Personal information
- Born: March 2, 1980 (age 45) Cincinnati, Ohio, U.S.
- Height: 6 ft 0 in (1.83 m)
- Weight: 203 lb (92 kg)

Career information
- High school: Carlsbad (CA)
- College: Stanford
- NFL draft: 2003: 4th round, 119th overall pick

Career history
- Carolina Panthers (2003–2006); Oakland Raiders (2007)*;
- * Offseason and/or practice squad member only

Career NFL statistics
- Tackles: 86
- Interceptions: 4
- Passes defended: 9
- Stats at Pro Football Reference

= Colin Branch =

American football player (born 1980)

Colin Leander Branch (born August 30, 1980) is an American former professional football player who was a safety in the National Football League (NFL). He was selected in the fourth round of the 2003 NFL draft by the Carolina Panthers. He played college football at Stanford.

==Early life==
Branch graduated from Carlsbad High School in 1998.

==College career==
Branch played college football at Stanford. As a senior in 2002, he was named Honorable Mention All-Pac-10 after compiling 69 tackles.

==Professional career==
===Carolina Panthers===
Branch was selected in the fourth round with the 119th pick of the 2003 NFL draft by the Carolina Panthers. In 2004, Branch had 55 tackles and three interceptions for the Panthers, while starting 15 games. During the 2005 season, he suffered a knee injury, missing the season.

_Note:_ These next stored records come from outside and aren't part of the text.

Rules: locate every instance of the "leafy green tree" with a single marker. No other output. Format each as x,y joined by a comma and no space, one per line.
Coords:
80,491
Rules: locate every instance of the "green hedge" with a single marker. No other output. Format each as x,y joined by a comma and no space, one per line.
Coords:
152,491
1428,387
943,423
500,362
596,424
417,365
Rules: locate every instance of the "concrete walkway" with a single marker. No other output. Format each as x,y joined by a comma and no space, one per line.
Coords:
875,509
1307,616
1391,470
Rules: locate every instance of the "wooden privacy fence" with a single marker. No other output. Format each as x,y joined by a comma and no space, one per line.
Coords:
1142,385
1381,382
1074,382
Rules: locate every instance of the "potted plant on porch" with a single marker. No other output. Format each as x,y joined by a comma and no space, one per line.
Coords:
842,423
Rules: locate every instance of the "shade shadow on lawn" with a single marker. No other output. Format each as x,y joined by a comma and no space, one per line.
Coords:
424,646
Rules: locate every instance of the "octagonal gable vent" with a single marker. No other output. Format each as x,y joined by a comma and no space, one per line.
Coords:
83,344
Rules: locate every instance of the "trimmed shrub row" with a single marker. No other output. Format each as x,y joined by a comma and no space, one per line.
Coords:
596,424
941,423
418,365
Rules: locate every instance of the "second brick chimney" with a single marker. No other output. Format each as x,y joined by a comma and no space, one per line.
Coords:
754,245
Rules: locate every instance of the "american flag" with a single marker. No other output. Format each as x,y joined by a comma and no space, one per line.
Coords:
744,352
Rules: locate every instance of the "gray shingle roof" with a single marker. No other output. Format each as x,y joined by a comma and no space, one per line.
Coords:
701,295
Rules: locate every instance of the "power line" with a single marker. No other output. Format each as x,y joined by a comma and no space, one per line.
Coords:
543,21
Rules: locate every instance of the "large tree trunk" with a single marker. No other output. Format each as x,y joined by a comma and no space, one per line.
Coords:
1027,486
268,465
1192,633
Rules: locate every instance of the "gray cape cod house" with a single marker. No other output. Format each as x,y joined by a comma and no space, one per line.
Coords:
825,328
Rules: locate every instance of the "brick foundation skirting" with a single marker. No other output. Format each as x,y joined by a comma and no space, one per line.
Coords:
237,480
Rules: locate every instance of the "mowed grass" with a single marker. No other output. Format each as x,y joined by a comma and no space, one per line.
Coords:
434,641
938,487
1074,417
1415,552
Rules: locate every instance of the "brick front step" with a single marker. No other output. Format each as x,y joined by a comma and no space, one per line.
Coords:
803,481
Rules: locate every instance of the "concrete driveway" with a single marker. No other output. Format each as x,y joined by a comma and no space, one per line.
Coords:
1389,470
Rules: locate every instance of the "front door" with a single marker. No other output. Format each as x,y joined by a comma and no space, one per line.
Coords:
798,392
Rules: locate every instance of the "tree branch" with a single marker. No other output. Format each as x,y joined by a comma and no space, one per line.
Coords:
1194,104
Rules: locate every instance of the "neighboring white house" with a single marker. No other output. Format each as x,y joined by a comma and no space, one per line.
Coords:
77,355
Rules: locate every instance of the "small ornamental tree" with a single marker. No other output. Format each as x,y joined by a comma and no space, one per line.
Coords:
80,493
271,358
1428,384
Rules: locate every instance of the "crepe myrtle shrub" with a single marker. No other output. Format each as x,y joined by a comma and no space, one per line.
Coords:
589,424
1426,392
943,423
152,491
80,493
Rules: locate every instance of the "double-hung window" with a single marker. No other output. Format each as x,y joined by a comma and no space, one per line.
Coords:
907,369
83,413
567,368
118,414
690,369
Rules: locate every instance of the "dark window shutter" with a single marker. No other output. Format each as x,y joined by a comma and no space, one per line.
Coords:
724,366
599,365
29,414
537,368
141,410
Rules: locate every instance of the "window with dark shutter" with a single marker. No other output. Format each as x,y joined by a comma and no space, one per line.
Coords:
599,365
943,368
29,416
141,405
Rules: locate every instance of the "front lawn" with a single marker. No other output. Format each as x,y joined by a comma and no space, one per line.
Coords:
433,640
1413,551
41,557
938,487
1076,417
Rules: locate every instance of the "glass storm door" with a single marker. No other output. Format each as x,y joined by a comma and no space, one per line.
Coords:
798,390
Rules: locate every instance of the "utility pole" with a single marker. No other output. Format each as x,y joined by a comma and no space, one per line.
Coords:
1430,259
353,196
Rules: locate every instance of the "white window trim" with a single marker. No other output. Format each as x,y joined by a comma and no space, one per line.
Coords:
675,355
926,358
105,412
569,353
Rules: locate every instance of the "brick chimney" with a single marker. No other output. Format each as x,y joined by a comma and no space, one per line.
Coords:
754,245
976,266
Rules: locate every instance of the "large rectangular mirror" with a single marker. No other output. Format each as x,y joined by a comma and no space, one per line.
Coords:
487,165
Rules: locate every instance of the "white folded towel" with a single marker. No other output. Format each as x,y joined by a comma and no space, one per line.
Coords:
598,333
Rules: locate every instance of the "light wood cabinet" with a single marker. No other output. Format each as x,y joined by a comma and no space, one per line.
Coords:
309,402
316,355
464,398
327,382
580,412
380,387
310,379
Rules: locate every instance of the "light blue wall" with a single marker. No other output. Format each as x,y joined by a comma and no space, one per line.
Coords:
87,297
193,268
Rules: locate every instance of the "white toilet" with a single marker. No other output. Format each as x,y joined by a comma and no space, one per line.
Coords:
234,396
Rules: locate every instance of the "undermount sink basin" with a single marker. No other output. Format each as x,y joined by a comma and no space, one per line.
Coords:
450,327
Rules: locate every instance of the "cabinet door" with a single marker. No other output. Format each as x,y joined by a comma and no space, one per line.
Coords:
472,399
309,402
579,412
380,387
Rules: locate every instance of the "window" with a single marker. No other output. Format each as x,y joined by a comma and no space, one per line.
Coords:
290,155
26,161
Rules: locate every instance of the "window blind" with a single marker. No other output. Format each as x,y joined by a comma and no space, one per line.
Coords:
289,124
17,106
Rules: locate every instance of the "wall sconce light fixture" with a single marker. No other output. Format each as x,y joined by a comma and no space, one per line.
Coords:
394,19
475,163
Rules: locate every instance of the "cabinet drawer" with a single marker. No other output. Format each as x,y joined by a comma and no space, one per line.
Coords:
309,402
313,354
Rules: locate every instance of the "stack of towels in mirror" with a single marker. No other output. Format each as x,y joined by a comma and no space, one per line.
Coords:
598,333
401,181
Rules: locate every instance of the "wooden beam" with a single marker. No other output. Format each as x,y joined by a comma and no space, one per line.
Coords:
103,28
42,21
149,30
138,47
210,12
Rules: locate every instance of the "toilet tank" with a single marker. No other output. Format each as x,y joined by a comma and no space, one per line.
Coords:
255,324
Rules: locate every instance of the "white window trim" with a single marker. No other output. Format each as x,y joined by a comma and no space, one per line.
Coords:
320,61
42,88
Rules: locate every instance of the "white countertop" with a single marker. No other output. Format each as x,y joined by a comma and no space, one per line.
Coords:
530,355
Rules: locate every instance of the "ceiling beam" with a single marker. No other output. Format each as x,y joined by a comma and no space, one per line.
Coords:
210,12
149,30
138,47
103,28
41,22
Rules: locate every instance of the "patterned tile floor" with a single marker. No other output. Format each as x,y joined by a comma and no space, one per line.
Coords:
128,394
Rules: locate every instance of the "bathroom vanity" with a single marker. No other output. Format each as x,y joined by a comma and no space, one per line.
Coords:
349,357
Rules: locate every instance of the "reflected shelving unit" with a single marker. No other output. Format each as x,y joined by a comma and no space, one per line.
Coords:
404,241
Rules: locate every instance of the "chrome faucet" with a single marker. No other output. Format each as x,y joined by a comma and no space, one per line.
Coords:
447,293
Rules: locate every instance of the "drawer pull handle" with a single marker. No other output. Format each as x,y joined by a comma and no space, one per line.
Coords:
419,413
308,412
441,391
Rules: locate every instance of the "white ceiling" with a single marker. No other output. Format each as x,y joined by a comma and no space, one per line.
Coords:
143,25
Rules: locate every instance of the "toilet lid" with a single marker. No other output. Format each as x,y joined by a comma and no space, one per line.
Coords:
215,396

Branch made 19 tackles and one interception in 2006, with four starts.

===Oakland Raiders===
Branch signed with the Oakland Raiders on June 8, 2007. He was released by them on August 27, 2007.

==Personal life==
Branch is currently married to the former April Sage of North Charleston, South Carolina and they have four children together, sons Kendrick, Aaron and Salem Calvin (named after Colin's father, Calvin Stanley Branch, and brother Calvin Stanley Branch Jr.), and daughter Sage.